How do you acquire your effective leadership skills, and abilities? The easy answer and the author beliefs is that you are born with talents and traits of a leader, but they are cultivated through education and experiences. To determine if you are a leader look around and see if people come to you for advice (regardless of station).
If others come to you in private as an expert, or professional this is a good indication that you are a leader. Although you might be an informal leader because you have no position in the organization, they still rely on your expertise.
In helping advance your leadership skills, I would suggest reading books on leadership, it does not really matter which book, because they all provide “sage” advice.

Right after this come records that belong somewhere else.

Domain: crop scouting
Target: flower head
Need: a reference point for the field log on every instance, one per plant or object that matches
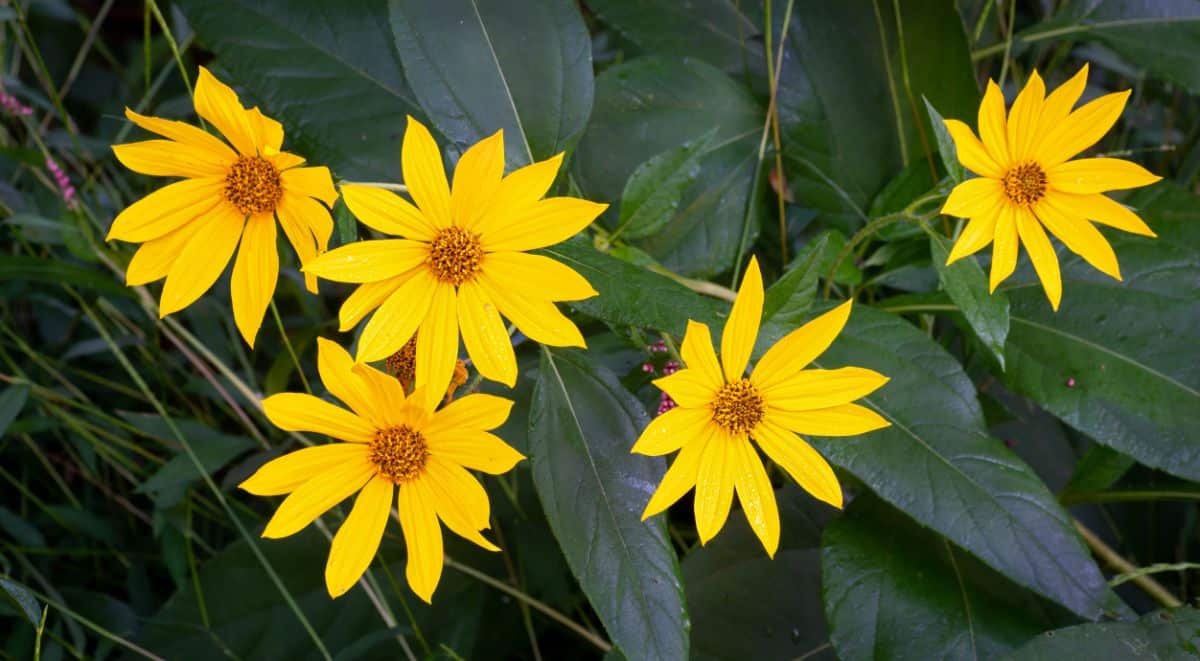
(388, 442)
(719, 410)
(190, 229)
(461, 263)
(1027, 184)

However I might suggest Good to Great written by Jim Collins, as it provides information on business that are succeeding or have succeeded and why others have not.
Another thing that you could do is find a mentor, who can provide you with tutelage, the author has a variety of mentors and is considered a mentor for others. A mentor is someone who you speak with about careers, advance work, professional work, and or family “stuff. A mentor should be someone that you trust and someone that is experienced in the area that you seek advice from.

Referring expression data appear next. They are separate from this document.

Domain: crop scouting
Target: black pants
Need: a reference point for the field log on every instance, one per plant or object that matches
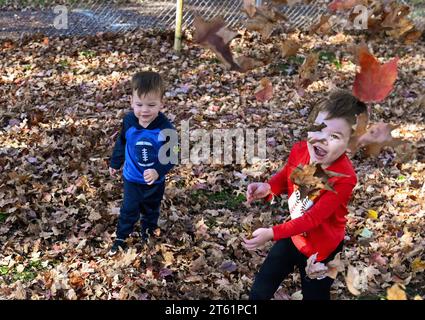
(139, 199)
(280, 262)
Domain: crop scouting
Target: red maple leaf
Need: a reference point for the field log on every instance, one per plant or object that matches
(375, 81)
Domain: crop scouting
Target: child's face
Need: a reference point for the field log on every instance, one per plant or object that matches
(331, 142)
(147, 107)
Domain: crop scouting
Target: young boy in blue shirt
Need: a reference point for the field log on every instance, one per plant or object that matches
(138, 148)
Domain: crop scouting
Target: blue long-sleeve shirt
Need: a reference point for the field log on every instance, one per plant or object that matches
(138, 148)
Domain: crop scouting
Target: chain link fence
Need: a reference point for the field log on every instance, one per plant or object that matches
(89, 17)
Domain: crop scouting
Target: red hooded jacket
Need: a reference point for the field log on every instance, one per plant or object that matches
(322, 227)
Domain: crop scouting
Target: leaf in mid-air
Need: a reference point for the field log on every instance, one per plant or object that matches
(215, 36)
(375, 81)
(265, 91)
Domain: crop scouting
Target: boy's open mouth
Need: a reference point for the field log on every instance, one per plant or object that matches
(320, 152)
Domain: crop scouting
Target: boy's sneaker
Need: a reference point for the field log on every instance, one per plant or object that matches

Leadership is a skill, and something that needs to be honed throughout your career, some people are born leaders but are not successfully because they do not practice their craft, others work hard to become leaders. You need to select those in your life who are worth following and those who are not. If you work for an organization where there is no one worth following then leave as soon as possible. As my old supervisor stated “people don’t quit jobs, they quit supervisors”.
Your supervisors (leaders) should provide you with growth opportunities, if they are keeping you under thumb, and not allowing you to develop it is not a good working environment. To those that are managers/leaders that are not allowing people to develop, shame on you. In the future, I will be writing about a specific leadership style, to provide more detail.
If you have questions please send me an email at email@example.com
You are welcome…if there is anything I can help with let me know…shoot me an email to my bodyguardcareers.com email.
People don’t quit Jobs they quit supervisors! Wow how true! This article is blessing me!
What a profound article! Thank you Matt.
Its timely and relevant.
Peter N Stanojkovic
Great article Matt!… and so true!
Met too many under their thumb “leaders” throughout
the years and it´s a shame that they don´t realize
what it´s all about…
Keep up the good work Matt!
Albert Camus once said that “charm is a way of getting the answer yes without having to ask any clear question.” Now a good leader should be able to articulate clearly the results he expects, but I think the quote speaks to the innate ability that some have to influence others, and is pertinent to this entry.
I’m glad that you point out the fact that some are born that way, and that if one can work at it, leadership is not improvised.
As for those who keep others “under their thumb” instead of helping them perform and progress, they aren’t leaders but (often abusive and insecure) control freaks. I see too many of that kind, and it’s another good point to make.
Great entry, Matt; I’m looking forward to more on this topic!